Neuraminidase inhibitors such as oseltamivir, peramivir, and rapivab can block viral neuraminidase protein and prevent the viral release and infection of new host cells used as oral drugs in China to treat COVID-19 without concerning its efficacy (Wang et al. 2020a, b). Neuraminidase inhibitors could not be utilized against novel coronavirus as a coronavirus. However, various antiviral drugs such as nitazoxanide, ribavirin, peniclovir, chloroquinone, remdesivir, nafamostat, and favipiravir have been tested in vitro for their antiviral efficacy to control COVID-19 infection. The drugs known as Chloroquine, remdesivir, favipiravir, and arbidol have been under clinical trials, and encouraging results concerning their safety and efficacy have been attained hitherto (Dong et al. 2020).
RNA synthesis inhibitors, Nucleoside analogs, peptide (EK1), broad-spectrum antiviral drugs (remdesivir and favipiravir), and anti-inflammatory drugs could be utilized as the possible alternatives to treat nCOV-2019 (Lu 2019). Convalescent plasma treatment had considerably limited patients' death and viral load during SARS-CoV infection and is hence utilized in china to treat SARS-CoV-2 disease. Even though outcomes were encouraging, safety and efficacy considerations needed to be scrutinized (Zhang and Lu 2020).

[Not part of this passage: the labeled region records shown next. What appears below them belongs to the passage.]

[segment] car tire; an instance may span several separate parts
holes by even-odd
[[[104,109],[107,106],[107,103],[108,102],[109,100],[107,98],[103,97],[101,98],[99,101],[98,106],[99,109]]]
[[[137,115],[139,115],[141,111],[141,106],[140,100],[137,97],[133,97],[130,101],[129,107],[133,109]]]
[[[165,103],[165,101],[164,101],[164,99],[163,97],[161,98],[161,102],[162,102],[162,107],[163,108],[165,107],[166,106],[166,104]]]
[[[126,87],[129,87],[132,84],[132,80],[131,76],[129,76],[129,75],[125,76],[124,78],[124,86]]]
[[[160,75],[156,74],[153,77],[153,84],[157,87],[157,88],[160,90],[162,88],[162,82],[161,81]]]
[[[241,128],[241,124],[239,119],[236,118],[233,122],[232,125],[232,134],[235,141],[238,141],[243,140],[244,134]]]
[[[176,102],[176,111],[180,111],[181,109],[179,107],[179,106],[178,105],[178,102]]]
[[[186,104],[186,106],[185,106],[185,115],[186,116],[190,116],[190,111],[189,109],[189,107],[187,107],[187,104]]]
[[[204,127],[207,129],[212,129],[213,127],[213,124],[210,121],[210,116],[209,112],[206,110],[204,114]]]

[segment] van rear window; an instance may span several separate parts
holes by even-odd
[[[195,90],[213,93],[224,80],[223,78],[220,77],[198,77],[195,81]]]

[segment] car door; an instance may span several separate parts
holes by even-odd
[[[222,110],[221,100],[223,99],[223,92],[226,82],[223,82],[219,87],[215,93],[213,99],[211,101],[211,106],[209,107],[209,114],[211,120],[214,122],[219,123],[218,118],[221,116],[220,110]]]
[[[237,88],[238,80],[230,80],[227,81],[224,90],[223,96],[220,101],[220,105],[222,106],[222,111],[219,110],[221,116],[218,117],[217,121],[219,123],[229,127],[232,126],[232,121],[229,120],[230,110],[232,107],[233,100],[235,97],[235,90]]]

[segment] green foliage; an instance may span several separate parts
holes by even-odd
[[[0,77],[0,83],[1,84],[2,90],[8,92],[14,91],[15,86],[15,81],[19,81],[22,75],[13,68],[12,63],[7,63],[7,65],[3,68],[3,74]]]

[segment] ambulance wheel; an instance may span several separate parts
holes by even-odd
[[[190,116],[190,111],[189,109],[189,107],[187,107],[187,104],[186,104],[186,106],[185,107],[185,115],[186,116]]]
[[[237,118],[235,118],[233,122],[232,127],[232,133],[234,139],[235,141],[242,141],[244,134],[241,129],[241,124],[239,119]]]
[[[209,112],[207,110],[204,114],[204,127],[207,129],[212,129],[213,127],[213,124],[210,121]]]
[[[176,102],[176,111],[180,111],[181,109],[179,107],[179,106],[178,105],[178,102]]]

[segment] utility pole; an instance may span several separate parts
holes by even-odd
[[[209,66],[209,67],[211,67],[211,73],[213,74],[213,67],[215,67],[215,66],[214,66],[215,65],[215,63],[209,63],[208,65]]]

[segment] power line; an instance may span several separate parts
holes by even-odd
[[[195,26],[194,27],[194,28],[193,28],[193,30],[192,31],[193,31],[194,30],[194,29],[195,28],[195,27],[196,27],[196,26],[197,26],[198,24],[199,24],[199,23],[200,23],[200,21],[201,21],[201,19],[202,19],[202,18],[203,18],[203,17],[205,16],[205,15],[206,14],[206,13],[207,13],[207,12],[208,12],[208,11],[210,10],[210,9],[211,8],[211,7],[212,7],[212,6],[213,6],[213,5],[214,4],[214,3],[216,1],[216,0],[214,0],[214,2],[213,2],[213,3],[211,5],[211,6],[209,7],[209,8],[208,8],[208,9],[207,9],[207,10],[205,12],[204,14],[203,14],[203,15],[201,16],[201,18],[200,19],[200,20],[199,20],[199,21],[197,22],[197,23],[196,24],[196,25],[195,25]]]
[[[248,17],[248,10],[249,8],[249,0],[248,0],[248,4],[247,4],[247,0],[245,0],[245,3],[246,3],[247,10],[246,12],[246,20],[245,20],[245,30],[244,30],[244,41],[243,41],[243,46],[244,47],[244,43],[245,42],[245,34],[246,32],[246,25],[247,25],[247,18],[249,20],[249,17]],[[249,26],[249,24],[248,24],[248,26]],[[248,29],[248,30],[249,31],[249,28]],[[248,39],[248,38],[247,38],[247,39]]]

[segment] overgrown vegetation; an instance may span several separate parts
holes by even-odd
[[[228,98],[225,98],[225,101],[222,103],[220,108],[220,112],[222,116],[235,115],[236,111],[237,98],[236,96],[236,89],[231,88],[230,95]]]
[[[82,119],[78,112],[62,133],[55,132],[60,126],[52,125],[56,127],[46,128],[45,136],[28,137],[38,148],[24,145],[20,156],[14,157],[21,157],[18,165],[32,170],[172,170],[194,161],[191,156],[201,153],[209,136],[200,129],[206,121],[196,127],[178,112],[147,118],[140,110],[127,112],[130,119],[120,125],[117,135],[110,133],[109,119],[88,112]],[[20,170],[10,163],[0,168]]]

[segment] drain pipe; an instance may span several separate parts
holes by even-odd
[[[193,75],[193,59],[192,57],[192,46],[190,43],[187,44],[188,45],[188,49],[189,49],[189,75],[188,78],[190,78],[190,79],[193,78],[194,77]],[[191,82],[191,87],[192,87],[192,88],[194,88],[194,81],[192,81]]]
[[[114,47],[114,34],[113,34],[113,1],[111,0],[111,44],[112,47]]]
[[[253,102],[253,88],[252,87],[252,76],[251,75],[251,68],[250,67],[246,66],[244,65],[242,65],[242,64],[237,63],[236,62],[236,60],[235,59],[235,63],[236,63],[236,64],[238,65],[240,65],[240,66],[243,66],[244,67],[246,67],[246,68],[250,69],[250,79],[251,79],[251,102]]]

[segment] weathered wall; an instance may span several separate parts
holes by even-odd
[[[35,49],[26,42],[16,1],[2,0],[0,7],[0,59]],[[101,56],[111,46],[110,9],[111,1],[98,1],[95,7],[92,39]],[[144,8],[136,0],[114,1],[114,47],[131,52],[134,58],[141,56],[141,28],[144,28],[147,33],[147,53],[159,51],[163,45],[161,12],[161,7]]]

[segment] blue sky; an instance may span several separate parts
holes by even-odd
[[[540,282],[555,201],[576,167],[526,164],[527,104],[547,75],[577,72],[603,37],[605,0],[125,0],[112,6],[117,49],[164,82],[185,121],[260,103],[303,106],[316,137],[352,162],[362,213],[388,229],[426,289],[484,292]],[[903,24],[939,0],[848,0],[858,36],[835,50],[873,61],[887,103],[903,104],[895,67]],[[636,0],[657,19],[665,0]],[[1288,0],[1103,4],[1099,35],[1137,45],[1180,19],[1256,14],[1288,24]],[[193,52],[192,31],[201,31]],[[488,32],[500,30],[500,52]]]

Drug repositioning (also known as drug repurposing) strategy that utilizes commercially available and approved medicines such as antiviral drugs, drugs to treat autoimmune disorders, and the utilization of standardized antibiotics has been applied to 2019-nCoV patients (Beck et al. 2020). Reprocessing medicines has multiple advantages, including cost-effectiveness, safety responses, broad accessibility, and health professionals' experience in existing medications; (Lee et al. 2003). Antimalarial and HIV treatment drug chloroquine lopinavir/ritonavir were tested in this regard to their efficacy and protection choices against patients with new coronavirus (Covid-19); the clinical studies were commonly used for practice to exhibit anti-coronavirus response against SARS-CoV patients (Huang et al. 2020).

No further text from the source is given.